Japan and its history through the cigarette case scenes Shōjō

A shōjō (猩々 or 猩猩) is a Japanese sea spirit with long scarlet hair, red skin and a pronounced love for white sake. Shōjō possess magical powers which involve sake, giving him immortality. The legend of the shōjō has a Chinese origin, where they were called sheng sheng or xing xing. The term "shōjō" translates as "heavy drinker" or "orangutan", and sometimes is used as slang to refer to someone who really enjoys to drink. And liquor-drinking was always associated with this beast in China since antiquity.
Shōjō is a popular character in the Japanese theater. A Noh mask called the shōjō exists, and in Kabuki, a type of stage makeup (kumadori) is called the shōjō. Shōjō is usually pictured with a very long red hair, often reaching the ground, holding a hishaku (long ladle for scooping sake) and a sake jug.

A Japanese shōjō doll (left) with hishaku (front) and a sake jug (right).

In one Chinese legend, there was a young man named Kofu, a sake merchant who was also very dutiful to his parents. One of Kofu's new customers consumed vast amounts of sake yet never seemed to get drunk. When Kofu inquired of him, the customer stated that he was a shōjō who lived under the sea. So, one day Kofu went to the shore, bearing a large pot of sake, and waited for the shōjō to arrive. When he did, they spent time drinking and dancing and afterwards the shōjō, who really liked Kofu especially because of his filial piety, rewarded him with a special pot of sake, which never emptied. This legend would later become the subject of a Japanese Noh play "Shōjō".
There is also a Japanese legend about events that allegedly occurred about 2000 years ago, when in one night Mount Fuji came to being. Yurine, a poor man who lived nearby, loved sake and drank it almost every day. On the day after Mount Fuji appeared, Yurine got sick and could not drink his sake.
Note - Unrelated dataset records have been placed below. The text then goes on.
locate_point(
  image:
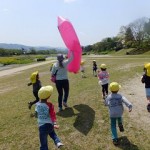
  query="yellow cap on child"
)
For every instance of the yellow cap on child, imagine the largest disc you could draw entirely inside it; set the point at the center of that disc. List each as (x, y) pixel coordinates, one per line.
(45, 92)
(103, 66)
(33, 77)
(114, 87)
(147, 67)
(82, 62)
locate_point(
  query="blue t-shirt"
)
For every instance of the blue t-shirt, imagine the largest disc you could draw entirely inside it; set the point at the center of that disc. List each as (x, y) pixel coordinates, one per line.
(43, 115)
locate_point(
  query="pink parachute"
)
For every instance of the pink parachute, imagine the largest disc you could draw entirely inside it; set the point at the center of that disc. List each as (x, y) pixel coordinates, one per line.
(71, 41)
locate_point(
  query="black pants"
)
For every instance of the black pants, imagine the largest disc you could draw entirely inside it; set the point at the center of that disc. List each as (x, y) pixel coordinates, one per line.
(63, 91)
(105, 89)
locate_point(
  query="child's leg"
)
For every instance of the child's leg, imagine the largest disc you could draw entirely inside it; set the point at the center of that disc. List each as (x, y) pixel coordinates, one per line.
(43, 137)
(60, 93)
(113, 128)
(106, 89)
(103, 91)
(36, 100)
(120, 124)
(53, 135)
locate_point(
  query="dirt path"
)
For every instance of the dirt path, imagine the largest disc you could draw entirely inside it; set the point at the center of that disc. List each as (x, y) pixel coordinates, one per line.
(18, 69)
(134, 90)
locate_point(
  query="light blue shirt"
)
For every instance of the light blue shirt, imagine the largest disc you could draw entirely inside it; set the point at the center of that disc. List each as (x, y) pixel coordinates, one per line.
(115, 103)
(43, 115)
(62, 73)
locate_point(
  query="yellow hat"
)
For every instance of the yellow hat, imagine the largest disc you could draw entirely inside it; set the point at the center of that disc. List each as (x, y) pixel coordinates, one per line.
(33, 77)
(147, 67)
(103, 66)
(114, 87)
(82, 62)
(51, 64)
(45, 92)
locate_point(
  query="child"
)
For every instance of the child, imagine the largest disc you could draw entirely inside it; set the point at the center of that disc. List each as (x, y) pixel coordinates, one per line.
(94, 68)
(36, 83)
(146, 79)
(115, 103)
(103, 77)
(51, 66)
(82, 69)
(44, 111)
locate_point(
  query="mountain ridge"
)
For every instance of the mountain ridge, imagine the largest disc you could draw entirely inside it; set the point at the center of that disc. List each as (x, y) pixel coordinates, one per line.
(21, 46)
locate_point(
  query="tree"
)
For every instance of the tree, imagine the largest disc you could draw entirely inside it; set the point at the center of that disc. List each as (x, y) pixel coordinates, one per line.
(137, 28)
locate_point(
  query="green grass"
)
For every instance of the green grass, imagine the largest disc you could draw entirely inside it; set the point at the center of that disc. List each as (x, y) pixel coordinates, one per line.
(85, 125)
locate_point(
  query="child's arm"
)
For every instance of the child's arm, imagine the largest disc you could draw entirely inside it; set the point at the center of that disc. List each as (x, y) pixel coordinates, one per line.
(52, 114)
(29, 84)
(143, 79)
(127, 103)
(34, 114)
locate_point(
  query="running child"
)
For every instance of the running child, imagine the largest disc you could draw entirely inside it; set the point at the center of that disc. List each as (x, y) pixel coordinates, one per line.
(146, 80)
(36, 83)
(46, 117)
(115, 102)
(94, 68)
(103, 77)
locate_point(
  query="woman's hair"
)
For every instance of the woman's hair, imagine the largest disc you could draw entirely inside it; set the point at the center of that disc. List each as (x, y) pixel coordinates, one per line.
(61, 64)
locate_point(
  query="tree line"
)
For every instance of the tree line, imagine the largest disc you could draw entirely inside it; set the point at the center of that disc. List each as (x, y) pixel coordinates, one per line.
(135, 35)
(31, 51)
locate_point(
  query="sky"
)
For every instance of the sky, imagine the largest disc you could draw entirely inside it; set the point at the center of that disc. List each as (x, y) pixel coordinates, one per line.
(34, 22)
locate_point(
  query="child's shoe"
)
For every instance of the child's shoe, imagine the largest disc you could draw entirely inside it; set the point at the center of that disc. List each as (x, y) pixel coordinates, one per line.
(60, 109)
(29, 105)
(59, 144)
(115, 141)
(121, 128)
(65, 104)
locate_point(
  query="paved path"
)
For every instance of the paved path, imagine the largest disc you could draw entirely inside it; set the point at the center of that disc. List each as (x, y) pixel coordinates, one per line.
(14, 70)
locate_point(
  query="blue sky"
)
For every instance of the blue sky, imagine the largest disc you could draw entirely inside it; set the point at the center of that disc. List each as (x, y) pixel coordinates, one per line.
(34, 22)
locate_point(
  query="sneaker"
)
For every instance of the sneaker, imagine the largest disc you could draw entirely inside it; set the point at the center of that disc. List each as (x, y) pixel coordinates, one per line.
(60, 109)
(59, 144)
(65, 104)
(115, 141)
(121, 128)
(29, 105)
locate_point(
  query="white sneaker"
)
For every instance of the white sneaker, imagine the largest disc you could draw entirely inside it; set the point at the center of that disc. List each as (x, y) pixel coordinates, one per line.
(59, 144)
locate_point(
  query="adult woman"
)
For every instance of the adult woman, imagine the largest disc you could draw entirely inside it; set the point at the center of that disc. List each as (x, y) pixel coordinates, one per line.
(62, 82)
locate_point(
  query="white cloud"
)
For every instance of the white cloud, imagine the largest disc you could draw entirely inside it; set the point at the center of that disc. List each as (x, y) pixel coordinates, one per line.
(69, 1)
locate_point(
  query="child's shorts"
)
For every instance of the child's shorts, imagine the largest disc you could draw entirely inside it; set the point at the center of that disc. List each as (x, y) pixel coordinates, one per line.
(147, 90)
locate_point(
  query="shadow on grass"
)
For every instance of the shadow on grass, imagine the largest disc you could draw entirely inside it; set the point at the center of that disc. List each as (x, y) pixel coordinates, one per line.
(68, 112)
(125, 144)
(85, 118)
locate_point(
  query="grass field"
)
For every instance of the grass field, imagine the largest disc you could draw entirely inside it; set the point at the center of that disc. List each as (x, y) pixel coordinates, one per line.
(83, 126)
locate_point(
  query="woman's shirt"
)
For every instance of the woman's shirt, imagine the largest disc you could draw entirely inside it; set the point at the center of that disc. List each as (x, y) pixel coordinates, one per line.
(62, 73)
(103, 77)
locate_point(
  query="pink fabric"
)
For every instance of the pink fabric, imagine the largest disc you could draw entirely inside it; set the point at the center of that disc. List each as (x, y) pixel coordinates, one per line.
(51, 111)
(71, 41)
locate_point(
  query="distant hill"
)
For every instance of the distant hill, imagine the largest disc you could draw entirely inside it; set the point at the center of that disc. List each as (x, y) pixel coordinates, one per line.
(20, 46)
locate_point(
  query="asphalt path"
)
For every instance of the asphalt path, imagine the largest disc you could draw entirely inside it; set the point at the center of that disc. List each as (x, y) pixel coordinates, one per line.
(18, 69)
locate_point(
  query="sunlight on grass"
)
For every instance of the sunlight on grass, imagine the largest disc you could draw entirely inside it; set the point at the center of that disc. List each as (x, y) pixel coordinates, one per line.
(84, 125)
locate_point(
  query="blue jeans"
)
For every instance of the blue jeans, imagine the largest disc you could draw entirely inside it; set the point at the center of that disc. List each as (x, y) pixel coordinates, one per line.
(44, 131)
(63, 91)
(113, 126)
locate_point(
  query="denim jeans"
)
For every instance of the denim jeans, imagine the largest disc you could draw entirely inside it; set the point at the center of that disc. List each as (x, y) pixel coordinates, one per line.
(113, 126)
(44, 131)
(63, 91)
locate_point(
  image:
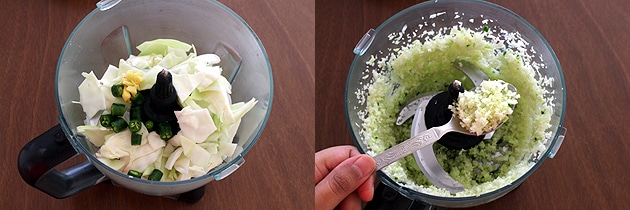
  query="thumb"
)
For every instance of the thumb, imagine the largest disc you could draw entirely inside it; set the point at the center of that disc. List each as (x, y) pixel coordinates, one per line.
(343, 180)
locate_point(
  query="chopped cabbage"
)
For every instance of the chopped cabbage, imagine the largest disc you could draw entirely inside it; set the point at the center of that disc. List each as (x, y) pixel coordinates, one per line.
(208, 120)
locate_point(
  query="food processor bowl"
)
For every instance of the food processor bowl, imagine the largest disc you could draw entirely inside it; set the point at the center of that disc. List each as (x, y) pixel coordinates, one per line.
(110, 33)
(422, 21)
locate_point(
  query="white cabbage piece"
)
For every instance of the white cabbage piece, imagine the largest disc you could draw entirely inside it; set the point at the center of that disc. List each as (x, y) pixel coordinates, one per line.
(90, 96)
(195, 124)
(116, 145)
(95, 134)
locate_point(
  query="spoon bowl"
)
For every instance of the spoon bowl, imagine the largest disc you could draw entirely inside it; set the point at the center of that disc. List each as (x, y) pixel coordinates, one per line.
(426, 138)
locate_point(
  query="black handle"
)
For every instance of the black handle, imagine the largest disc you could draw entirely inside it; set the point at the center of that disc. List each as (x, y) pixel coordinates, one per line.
(39, 157)
(386, 198)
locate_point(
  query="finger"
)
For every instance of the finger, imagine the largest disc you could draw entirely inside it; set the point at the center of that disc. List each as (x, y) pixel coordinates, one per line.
(326, 160)
(343, 180)
(352, 202)
(366, 190)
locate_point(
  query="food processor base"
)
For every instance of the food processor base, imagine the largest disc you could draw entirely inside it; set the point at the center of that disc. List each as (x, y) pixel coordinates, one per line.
(386, 198)
(192, 196)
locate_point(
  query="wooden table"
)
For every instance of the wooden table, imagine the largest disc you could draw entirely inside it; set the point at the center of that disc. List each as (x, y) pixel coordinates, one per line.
(590, 39)
(278, 171)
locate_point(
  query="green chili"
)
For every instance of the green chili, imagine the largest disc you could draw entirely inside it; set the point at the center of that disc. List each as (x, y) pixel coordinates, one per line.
(134, 173)
(118, 109)
(164, 128)
(149, 125)
(106, 120)
(156, 175)
(138, 99)
(117, 90)
(136, 139)
(135, 125)
(119, 124)
(135, 113)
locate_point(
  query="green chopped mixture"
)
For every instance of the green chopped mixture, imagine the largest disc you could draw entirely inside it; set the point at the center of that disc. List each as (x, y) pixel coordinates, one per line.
(423, 67)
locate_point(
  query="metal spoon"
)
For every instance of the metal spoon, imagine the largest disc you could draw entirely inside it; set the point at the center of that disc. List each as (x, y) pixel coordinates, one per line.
(424, 139)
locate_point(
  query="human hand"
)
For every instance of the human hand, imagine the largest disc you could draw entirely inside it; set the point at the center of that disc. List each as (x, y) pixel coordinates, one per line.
(343, 177)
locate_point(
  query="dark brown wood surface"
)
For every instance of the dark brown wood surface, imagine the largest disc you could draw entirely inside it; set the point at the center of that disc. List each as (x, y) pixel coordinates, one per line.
(277, 173)
(591, 41)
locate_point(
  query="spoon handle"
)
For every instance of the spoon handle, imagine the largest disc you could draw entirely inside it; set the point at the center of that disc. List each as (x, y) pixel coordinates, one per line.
(407, 147)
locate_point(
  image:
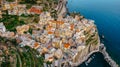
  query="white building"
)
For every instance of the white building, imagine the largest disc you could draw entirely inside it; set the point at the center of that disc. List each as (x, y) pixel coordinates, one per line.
(2, 27)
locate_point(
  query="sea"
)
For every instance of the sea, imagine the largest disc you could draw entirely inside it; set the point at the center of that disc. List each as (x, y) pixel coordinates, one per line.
(106, 14)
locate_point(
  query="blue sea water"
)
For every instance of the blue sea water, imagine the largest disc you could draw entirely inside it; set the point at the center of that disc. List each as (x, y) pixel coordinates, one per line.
(106, 14)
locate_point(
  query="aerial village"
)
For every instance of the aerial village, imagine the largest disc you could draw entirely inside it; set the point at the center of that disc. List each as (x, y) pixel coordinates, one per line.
(57, 40)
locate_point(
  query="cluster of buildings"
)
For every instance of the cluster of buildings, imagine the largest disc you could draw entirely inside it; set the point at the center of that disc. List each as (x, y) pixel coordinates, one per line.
(59, 40)
(18, 9)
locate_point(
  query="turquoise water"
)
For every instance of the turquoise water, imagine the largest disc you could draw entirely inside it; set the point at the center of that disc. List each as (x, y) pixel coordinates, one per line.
(106, 14)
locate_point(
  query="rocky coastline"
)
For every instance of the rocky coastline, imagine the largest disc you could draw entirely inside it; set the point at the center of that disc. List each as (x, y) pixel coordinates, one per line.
(100, 48)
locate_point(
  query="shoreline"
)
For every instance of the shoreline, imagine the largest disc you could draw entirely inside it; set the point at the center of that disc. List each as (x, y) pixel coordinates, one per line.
(101, 49)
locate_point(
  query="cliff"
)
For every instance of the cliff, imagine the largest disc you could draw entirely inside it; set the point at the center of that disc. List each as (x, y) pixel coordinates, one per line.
(90, 49)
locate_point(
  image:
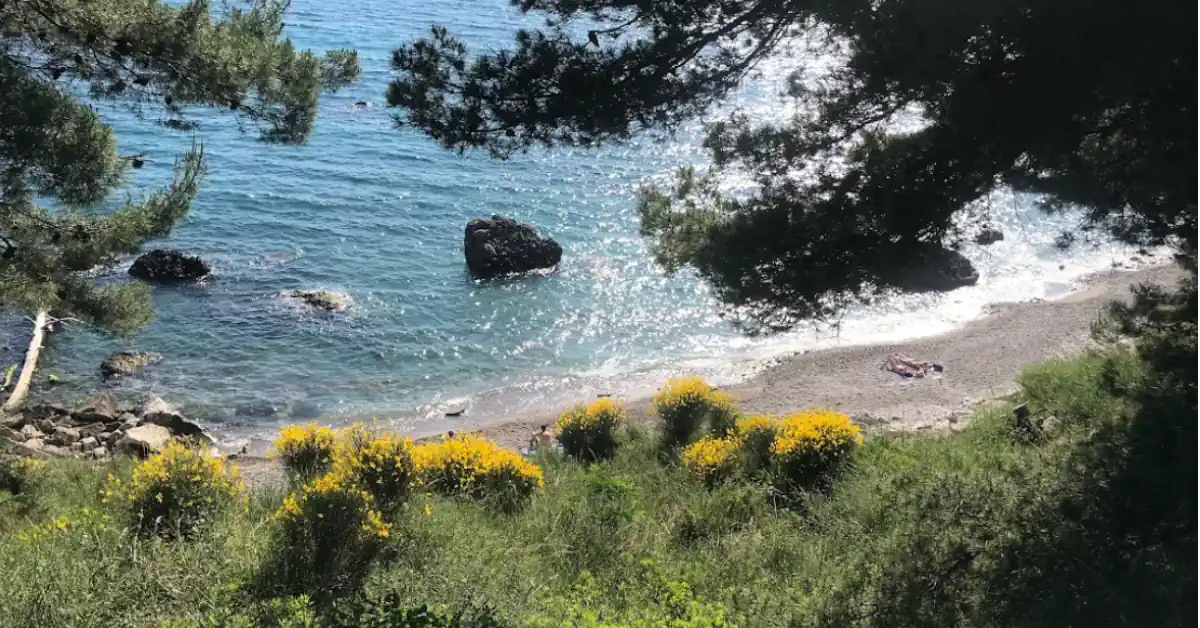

Over time, he only got worse and finally decided he needed one final cup of sake before he died so he asked his young son, Koyuri, to procure some for him. But there was no sake in the house and they had no money so Koyuri was unsure what to do.

A kirihame zogan cigarette case depicting the shōjō (from Chris Penry's collection).

Koyuri took an empty gourd and wandered the beach, with no specific destination in mind. Fortunately for him, he eventually came upon a couple shōjō, though Koyuri did not know it then, who were drinking an intriguing white sake from a large jar beside them. Koyuri pleaded for some sake for his ill father and they let him fill his gourd. Not only did Yurine love the sake, but it also seemed to make him feel better. So Koyuri returned to the beach four more times for sake and his father recuperated from his illness.
But there was still a problem, a bitter and unpleasant neighbor named Mamikiko who loved sake but was poor. He was jealous of Koyuri's sake and demanded some from the young boy. Yet when he tasted it, he quickly spit it out as he thought it tasted terrible, which puzzled Koyuri. Mamikiko then demanded that the boy take him to the source of the sake, which he did. The shōjō let Mamikiko take some of the white sake and Mamikiko was initially very impressed with its aroma. But when he tasted it, he spit it out again because it had a foul taste. The shōjō then revealed their true identity, stating that their sake was sacred and could not only cure any disease but also granted long life.

Another cigarette case depicting the shōjō, made by Hōzan (鳳山).

But not everyone who drank the sake benefited from it. Only those who were good and righteous gained the benefits while those who were wicked and evil found only a poison. Mamikiko panicked as he did not want to die, and started begging for forgiveness and stating he would repent and become a good person. The shōjō believed that he was sincere and gave him a powder to counteract the poison. Mamikiko was true to his word and became a good man, making friends with Yurine. They eventually became partners, brewing white sake from a recipe given by the shōjō, and both lived for 300 years.